On that note there is a very promising future coming up in Sunday. Many authors who have already debuted with short series or oneshots are preparing more work, and more still who have yet to be in any magazine much less this one are also gearing up for their debut. (For the curious red info boxes are for artists who have debuted a work already, blue are for those who have yet to have anything serialized or featured, while grey are those currently in webry.) Again the heavy focus seems to be on developing new talent. Which considering the business from a longevity's point of view makes sense. One can only depend on an established artist for so long without fostering the talent of new and upcoming sensations. Admittedly Sunday is taking a gamble by having a new set of serials made up of nothing but rookies, but nothing ventured nothing gained. It's strange to say this but perhaps it's their position of being third in the (fan created) shounen trinity of magazines that allows them a bit more leverage in running what the others would not while maintaining their sense of identity.
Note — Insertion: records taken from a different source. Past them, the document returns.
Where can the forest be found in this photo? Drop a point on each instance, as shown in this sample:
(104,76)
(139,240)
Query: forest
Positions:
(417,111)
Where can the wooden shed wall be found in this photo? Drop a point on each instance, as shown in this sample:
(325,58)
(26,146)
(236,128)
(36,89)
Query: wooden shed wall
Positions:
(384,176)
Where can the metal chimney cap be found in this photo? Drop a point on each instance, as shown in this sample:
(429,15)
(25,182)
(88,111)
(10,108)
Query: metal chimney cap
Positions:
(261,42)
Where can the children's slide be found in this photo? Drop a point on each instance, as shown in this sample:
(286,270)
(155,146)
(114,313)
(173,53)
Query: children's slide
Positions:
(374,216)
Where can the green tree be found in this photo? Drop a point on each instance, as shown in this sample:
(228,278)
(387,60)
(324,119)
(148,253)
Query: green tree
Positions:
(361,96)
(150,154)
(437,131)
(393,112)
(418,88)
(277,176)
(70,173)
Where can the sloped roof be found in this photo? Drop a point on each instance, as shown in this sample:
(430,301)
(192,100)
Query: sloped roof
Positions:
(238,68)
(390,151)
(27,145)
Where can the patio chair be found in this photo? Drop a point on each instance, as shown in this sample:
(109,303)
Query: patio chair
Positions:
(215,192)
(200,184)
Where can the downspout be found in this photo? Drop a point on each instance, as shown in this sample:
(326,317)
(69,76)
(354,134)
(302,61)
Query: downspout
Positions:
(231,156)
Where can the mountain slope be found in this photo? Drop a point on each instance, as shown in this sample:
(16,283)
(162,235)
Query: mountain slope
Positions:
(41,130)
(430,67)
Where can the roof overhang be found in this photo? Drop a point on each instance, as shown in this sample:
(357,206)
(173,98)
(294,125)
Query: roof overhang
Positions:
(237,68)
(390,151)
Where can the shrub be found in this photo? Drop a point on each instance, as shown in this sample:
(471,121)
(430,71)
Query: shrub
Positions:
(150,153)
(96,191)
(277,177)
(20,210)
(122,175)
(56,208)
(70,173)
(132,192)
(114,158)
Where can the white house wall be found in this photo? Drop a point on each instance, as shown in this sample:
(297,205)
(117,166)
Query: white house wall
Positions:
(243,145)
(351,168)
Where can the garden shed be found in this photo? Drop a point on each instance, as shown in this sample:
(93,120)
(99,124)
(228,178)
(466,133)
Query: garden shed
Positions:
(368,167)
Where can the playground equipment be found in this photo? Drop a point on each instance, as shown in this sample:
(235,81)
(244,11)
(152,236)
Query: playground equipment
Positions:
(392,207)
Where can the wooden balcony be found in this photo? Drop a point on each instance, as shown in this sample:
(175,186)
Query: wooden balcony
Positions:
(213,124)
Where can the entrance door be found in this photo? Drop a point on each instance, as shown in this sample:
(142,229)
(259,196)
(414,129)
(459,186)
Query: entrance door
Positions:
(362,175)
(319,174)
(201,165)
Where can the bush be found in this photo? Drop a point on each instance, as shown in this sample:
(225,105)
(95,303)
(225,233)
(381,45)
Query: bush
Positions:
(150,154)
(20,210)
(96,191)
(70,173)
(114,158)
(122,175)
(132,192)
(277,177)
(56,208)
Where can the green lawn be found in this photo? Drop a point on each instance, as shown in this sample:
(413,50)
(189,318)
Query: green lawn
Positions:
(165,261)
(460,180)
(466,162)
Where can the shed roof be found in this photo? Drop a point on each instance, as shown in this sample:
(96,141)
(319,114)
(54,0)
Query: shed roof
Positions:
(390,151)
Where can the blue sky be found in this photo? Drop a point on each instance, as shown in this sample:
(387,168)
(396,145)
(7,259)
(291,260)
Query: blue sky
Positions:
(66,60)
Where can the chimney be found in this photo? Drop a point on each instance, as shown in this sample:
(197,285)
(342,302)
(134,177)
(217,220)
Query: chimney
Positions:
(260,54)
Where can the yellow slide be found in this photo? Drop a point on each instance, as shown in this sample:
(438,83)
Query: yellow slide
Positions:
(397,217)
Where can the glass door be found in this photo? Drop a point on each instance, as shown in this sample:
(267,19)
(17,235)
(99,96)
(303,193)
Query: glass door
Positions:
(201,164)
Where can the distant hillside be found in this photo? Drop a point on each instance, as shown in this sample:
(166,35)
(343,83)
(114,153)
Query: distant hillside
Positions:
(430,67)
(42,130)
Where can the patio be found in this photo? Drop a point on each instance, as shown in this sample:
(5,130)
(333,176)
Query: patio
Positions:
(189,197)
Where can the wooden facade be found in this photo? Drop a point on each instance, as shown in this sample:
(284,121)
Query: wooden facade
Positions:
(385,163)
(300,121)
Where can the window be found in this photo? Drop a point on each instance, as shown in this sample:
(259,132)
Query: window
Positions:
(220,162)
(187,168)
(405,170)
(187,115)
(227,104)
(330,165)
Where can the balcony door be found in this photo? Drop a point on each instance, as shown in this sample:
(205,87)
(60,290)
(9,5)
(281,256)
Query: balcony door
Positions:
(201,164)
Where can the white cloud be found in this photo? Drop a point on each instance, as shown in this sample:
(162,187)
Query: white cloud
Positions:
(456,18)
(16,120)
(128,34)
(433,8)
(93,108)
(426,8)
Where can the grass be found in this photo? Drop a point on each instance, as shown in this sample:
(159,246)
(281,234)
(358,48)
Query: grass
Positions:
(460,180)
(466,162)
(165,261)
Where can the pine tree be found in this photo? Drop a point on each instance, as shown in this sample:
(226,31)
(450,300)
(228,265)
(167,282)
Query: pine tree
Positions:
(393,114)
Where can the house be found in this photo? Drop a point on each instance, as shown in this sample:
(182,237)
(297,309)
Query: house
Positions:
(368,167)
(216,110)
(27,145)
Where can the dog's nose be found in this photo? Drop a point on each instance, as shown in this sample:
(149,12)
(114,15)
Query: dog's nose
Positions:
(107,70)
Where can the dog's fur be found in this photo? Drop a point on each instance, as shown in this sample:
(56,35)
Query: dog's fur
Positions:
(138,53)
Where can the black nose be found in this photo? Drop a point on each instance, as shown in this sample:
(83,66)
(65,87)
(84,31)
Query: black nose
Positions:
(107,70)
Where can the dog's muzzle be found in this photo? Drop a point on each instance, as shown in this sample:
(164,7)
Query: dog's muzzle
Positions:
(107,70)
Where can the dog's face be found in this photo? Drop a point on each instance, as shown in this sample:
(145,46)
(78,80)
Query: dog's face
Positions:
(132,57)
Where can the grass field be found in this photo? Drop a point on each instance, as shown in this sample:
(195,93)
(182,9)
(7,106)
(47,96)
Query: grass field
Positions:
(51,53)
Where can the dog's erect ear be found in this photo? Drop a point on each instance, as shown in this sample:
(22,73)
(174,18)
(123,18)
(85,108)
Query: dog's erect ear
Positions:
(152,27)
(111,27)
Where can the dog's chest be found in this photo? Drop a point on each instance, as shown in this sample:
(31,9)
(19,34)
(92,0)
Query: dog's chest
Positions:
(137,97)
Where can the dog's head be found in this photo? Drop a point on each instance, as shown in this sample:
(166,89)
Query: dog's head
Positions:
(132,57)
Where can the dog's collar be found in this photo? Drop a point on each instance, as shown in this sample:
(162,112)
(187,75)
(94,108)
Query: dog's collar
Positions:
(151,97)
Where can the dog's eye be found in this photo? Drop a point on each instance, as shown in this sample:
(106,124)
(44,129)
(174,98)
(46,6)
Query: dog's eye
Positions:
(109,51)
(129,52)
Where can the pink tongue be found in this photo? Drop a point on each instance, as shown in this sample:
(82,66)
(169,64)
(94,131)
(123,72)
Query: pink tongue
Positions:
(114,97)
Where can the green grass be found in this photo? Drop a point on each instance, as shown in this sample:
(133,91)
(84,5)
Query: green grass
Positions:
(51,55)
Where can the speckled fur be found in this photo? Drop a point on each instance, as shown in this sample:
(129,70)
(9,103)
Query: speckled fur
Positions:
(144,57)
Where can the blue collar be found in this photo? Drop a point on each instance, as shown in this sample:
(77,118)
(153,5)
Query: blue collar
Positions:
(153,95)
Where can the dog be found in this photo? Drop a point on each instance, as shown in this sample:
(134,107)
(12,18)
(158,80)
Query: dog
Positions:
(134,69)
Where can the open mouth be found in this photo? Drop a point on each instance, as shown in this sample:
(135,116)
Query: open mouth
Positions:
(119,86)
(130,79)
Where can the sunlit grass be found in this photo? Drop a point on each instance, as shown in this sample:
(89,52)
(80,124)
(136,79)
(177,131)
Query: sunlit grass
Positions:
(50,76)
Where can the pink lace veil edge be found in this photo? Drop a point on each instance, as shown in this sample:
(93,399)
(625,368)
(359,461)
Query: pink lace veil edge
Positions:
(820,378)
So what do we have to look forward to in 2020? Several things! Major 2nd and Maoujo de oyasumi/Sleepy Princess in Demon Castle both picking up the Sunday anime slack with adaptions both airing this year, a classic Sunday manga by Hiroshi Takashige and illustrated by Ryouji Minagawa named "Spriggan"has also been green lit for an adaption, it has been recently stated that Yellow Tanabe's Birdmen will be wrapping up in issue #10 being the last of the monthly serials in the monthly magazine thus leaving us open for more manga (Monthly? Weekly? Who knows?) and of course three new newcomers who's serials only recently started. From left to right we have Sennou Shitsuji from Wakabi Asayama, PINGKONG by Comic Jackson and Usotsuki by MINAMI. These authors all come from great pedigrees as Asayama has done several oneshots in the magazine already, Comic Jackson was once an assistant for Nekoguchi (Amano Megumi Suki Darake!!) and MINAMI has had one serialization on Sunday Webry. I've been talking about their series on the twitter so if you're interested in learning more by all means check it out. Of course old favorites like Souboutei Kowasubeshi, Sheriff Evans, and Detective Conan are still around but I'm more interested in seeing what the landscape will offer for the rookies in Sunday. I personally believe it's good of them to try harder and develop new talent if only because it brings new experiences, viewpoints and of course stories to the table. In the end, however it comes down to whether the audience in Japan receive these series, but in a strange way that's part of the fun. 

So as 2019 wraps up Sunday finds itself in a position of admitted unease and change as it's flagship series ends, and it's other, other flagship series continues to be on hiatus for longer periods of time. Try to guess which series I'm talking about. Rather than hunker down and stay the same however, the editorial department is striking out to illicit change and I'm all for it. From having more contests and sit downs with newbie authors --including a story where they were very supportive of a 14 year old artist who didn't have the means to purchase materials and made do with what they could which you can read more about here I can tell what Shougakukan is doing is taking a bet on the future. As for me, well I'll keep right on doing what I'm doing. I do hope to have more guest writers on the blog and reviews of domestic releases like Komi Can't Communicate, the upcoming release of Maison Ikkoku, and more from Viz Media to keep things interesting, but most of all I want to continue providing the service of Sunday that people outside of Japan wouldn't get otherwise. I'm glad for anyone who wants to accompany me and am grateful for those who already have. Let's make 2020 another great year to be a Shounen Sunday fan. Until we meet again, take care.